The real Caesar’s Palace is one of the most famous casinos on Earth. Home to high profile sporting events, a sprawling 50,000 square foot spa, an entire shopping mall, and more gambling than the most seasoned slot jockey can shake a stick at, one would be anything but bored there. The NES game of the same name has nothing in common with the real casino, because there is nothing fun or interesting to see here.

Caesar’s Palace is as straightforward as a gambling video game could possibly be. You’ve got slot machines, video poker, blackjack, roulette, and a big six money wheel to make your fortune. There are no characters to interact with, no interesting events like in Vegas Dream, or even other rooms to go into; what you see is what you get. Oh, but you can stare at the washroom doors. I guess that’s something.

When there’s something that requires artwork – the title screen, the cashier, and the sign outside, for example – the graphics are lovely and detailed, and sport some pleasing palettes. These pieces must’ve had a separate artist working on those, because the graphics for the actual gambling games you sit there and stare at until the end of time look as basic as can be. There’s no music while you play the games either, meaning you’re left with nothing to listen to but the echo of your innermost thoughts as the computer beats your ass at blackjack time and time again. What few sound effects there are sound more like 8-bit farts than anything I’ve ever heard at a casino.

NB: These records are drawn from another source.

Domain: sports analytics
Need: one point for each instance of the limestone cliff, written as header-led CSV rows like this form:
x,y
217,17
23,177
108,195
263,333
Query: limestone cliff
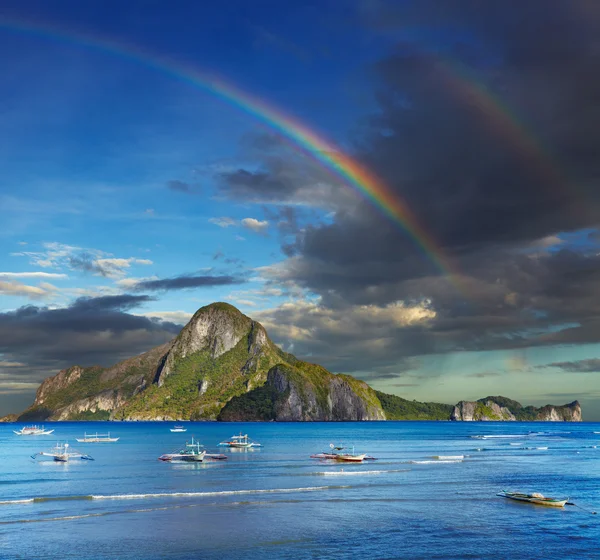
x,y
219,355
481,411
306,392
223,365
501,408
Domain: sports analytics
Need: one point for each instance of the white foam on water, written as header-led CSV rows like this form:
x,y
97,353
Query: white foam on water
x,y
204,494
503,436
9,502
435,462
345,473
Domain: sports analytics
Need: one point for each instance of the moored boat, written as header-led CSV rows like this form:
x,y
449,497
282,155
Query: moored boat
x,y
33,431
240,442
343,457
62,453
96,438
191,453
534,498
350,458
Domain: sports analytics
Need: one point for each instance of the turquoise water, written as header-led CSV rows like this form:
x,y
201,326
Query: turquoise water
x,y
277,502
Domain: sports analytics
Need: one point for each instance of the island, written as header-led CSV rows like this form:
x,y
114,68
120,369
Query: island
x,y
223,366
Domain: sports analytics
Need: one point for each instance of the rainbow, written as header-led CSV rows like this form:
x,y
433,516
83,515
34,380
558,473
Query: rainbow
x,y
503,122
330,156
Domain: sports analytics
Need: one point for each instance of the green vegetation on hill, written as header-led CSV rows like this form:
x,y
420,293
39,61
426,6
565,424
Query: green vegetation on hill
x,y
397,408
257,405
200,385
521,413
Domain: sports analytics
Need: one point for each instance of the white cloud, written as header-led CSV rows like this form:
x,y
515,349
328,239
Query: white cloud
x,y
304,320
15,288
31,275
255,225
128,283
99,263
177,317
223,222
247,302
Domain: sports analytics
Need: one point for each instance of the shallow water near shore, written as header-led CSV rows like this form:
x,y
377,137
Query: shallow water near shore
x,y
430,494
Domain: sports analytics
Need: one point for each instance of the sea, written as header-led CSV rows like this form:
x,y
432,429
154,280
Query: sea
x,y
430,493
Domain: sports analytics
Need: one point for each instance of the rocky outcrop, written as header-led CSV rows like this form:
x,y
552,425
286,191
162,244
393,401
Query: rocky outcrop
x,y
568,413
223,365
486,411
217,327
106,401
306,393
501,408
56,383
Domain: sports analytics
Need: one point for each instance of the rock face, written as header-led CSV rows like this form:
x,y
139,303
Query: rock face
x,y
481,411
217,329
223,365
568,413
501,408
219,355
304,393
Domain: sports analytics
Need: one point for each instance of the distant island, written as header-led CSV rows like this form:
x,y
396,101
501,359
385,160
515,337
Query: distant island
x,y
223,366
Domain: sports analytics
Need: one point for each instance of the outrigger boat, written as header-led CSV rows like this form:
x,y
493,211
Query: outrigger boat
x,y
96,438
192,453
33,431
344,457
241,441
62,454
535,498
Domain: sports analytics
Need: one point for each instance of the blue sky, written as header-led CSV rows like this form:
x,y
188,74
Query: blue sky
x,y
117,174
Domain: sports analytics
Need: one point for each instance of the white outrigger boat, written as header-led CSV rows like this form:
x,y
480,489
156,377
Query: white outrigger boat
x,y
240,442
343,457
33,431
193,452
62,454
96,438
535,498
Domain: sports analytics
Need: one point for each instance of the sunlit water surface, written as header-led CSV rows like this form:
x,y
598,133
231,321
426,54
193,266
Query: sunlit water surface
x,y
277,502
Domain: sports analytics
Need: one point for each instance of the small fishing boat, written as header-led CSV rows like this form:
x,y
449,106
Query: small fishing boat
x,y
62,454
534,498
33,431
191,453
96,438
342,457
240,442
350,457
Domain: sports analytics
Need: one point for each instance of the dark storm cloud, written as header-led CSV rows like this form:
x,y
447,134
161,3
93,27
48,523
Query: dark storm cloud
x,y
180,186
90,331
88,263
187,282
123,302
580,366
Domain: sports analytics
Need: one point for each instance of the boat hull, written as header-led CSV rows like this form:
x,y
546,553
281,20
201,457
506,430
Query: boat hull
x,y
548,502
350,458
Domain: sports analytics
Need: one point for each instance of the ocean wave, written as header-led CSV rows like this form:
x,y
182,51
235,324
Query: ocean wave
x,y
25,501
347,473
500,436
435,462
42,499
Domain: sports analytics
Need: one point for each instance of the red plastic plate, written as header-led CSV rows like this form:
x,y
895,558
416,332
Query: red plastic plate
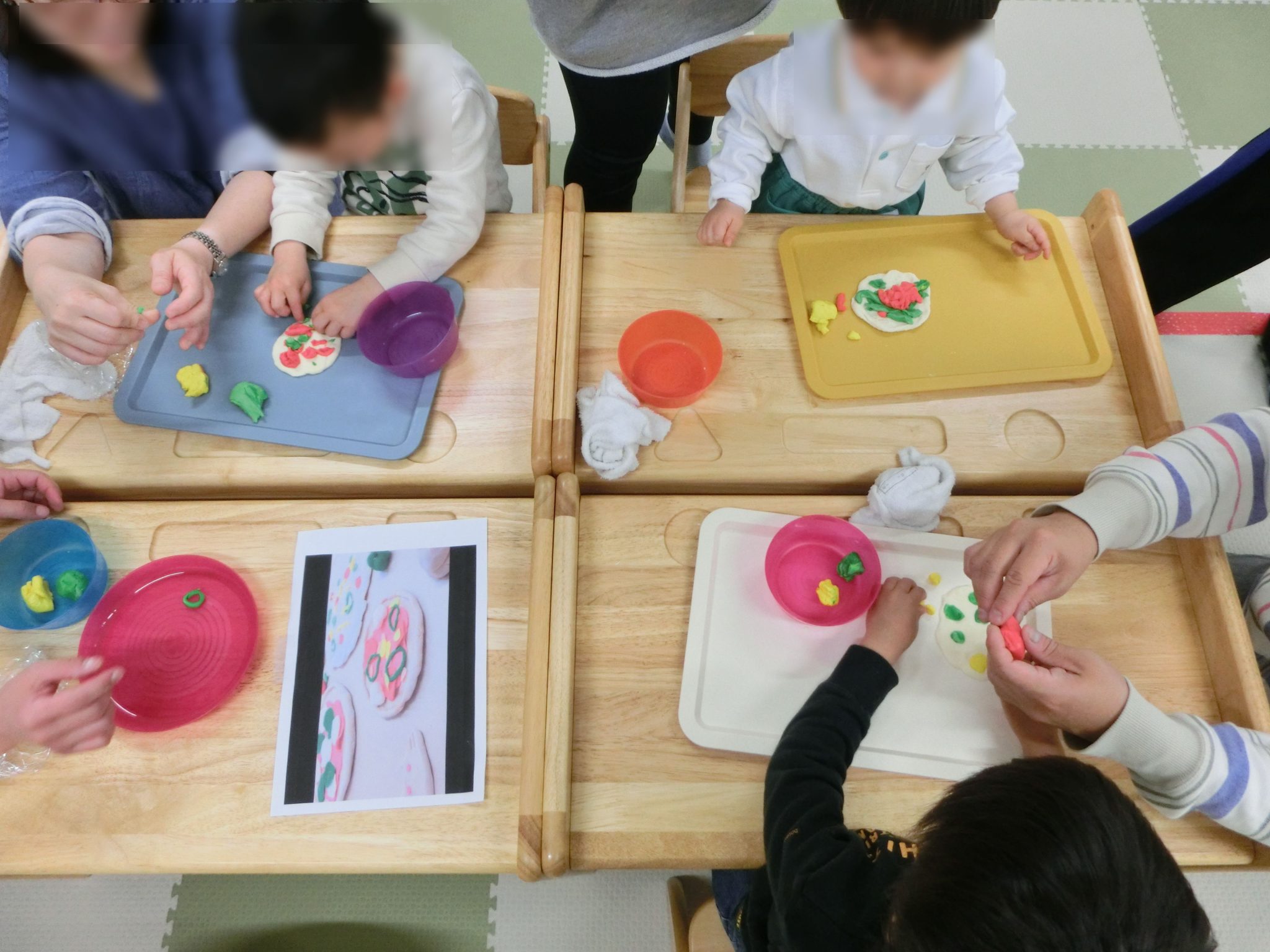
x,y
179,663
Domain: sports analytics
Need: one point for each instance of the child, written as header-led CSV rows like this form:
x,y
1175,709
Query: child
x,y
32,708
849,121
1044,855
1203,482
345,87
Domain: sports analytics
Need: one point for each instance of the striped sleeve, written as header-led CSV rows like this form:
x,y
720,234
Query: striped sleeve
x,y
1181,763
1204,482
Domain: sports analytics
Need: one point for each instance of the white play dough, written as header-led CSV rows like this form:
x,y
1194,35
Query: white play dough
x,y
887,324
974,632
316,363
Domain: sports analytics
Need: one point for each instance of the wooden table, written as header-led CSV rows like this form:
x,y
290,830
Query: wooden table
x,y
626,788
479,434
760,430
197,799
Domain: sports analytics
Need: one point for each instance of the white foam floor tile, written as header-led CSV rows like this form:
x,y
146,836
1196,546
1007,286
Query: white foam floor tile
x,y
91,914
1236,906
1083,75
623,910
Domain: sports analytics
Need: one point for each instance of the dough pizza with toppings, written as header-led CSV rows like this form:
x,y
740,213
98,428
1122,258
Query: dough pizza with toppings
x,y
893,301
303,351
393,654
337,738
962,638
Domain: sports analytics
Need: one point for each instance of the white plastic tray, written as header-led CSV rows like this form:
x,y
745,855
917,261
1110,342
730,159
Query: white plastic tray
x,y
750,667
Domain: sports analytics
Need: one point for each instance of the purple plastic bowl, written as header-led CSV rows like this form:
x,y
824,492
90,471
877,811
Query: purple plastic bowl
x,y
409,330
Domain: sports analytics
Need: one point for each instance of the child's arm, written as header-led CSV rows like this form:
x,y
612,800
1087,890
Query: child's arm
x,y
750,139
1179,763
238,218
806,839
1203,482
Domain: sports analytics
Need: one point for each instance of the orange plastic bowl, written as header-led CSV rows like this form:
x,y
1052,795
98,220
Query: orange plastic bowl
x,y
670,357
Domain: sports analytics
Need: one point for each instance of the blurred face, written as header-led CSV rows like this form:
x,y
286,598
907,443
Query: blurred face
x,y
99,36
898,70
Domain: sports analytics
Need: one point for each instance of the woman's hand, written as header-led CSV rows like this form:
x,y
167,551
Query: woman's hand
x,y
187,267
88,320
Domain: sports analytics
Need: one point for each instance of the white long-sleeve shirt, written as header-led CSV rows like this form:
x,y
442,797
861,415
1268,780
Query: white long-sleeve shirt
x,y
1203,482
455,197
838,140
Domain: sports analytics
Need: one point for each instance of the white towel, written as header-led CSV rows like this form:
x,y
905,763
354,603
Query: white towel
x,y
31,372
614,427
910,496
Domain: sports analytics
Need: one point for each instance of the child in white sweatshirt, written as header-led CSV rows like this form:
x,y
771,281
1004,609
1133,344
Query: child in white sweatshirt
x,y
346,87
1203,482
850,117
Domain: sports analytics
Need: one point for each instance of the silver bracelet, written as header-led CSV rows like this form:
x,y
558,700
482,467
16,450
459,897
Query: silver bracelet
x,y
220,265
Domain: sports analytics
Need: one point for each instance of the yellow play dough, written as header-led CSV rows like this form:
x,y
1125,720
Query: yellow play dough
x,y
37,596
824,315
193,380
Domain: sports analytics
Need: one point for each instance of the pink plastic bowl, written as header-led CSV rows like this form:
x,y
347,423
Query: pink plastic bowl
x,y
409,330
806,552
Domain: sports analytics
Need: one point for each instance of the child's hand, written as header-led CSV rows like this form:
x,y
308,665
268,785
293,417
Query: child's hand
x,y
722,224
25,494
82,718
1026,235
1029,563
285,293
1067,689
892,622
187,267
339,312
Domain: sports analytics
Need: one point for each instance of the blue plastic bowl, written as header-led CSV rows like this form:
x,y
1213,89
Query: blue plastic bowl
x,y
48,547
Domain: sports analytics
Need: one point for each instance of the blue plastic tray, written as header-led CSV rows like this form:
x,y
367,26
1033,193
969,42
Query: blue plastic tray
x,y
355,408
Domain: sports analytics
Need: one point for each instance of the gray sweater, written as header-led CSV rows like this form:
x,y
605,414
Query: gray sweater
x,y
621,37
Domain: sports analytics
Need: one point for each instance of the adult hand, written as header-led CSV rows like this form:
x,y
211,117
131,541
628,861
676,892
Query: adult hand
x,y
892,624
27,494
1029,563
1068,689
722,224
339,312
88,320
285,293
187,267
82,718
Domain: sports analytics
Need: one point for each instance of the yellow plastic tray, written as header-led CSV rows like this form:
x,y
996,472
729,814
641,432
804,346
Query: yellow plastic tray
x,y
995,319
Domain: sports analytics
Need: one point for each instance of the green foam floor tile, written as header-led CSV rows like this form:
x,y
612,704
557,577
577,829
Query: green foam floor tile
x,y
1215,58
332,914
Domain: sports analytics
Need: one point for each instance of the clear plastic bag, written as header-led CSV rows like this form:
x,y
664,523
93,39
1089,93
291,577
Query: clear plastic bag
x,y
24,757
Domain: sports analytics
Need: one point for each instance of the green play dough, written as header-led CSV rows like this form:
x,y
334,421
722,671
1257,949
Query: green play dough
x,y
249,398
71,584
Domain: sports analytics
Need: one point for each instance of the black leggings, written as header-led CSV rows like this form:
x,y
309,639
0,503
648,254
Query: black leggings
x,y
616,122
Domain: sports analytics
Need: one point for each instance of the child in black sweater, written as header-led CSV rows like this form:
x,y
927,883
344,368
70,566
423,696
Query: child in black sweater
x,y
1038,855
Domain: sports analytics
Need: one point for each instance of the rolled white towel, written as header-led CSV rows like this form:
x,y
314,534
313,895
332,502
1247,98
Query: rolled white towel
x,y
910,496
614,427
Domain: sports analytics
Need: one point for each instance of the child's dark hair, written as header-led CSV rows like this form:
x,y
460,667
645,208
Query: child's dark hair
x,y
934,23
301,63
1043,855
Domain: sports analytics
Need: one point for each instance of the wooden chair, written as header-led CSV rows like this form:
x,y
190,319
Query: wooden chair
x,y
704,90
526,138
694,918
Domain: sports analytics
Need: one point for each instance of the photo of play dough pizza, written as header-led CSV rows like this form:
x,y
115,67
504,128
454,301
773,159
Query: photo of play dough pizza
x,y
893,301
303,351
337,739
393,654
962,638
346,609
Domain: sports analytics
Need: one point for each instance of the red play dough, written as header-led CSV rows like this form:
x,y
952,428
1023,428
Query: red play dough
x,y
1014,638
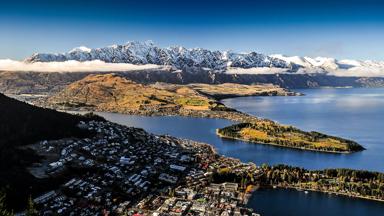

i’m bored just looking at this

There’s no reward for doing well, either. There are kinda sorta multiple endings, but not really; the only thing that changes between them is the sprite of the vehicle that drives away from the casino when you leave. You can leave the building at any time, so on a strict technicality, you could beat this game in 5 seconds or less. I wouldn’t blame anyone for trying that, because staring at the vehicle is probably the most interesting thing on the entire cartridge. They must’ve been handing out Nintendo Seals of Quality for free the day Virgin Games submitted Caesar’s Palace for approval.

I am a firm believer that gambling video games are the most tedious invention in human history. Thanks to genuine games of chance being games of chance, there’s no strategy involved. There’s also no real stakes, since the money’s all fake anyways. That means every time I hit that A button to start the next spin of the slot machine, I’m left to sit there and wait to see a random result to something I have no way to change, and no investment in either. Someone out there must like these types of games, but that someone is not me.

here’s a screenshot of the stupid ending that i took. to achieve the “best” ending (highly debatable use of that word), you need to rack up $140,000 in winnings. so i did. great.

In-between bouts of seething, Caesar’s Palace on the NES makes me question why I’m even alive. Are we as human beings brought into this world to endure pain, and nothing more? Rage, despair, elation…such trivial emotions evaporate in the wake of the all-encompassing tedium Virgin Games unleashed upon this mortal coil. As I watch the slot’s reels spin for the hundredth, the thousandth, the millionth time, the sensation that is the cessation of desire and the end of suffering seeps into my bones that little bit more, permeating my consciousness. Am I inching ever closer to achieving nirvana? Or is this game just ass?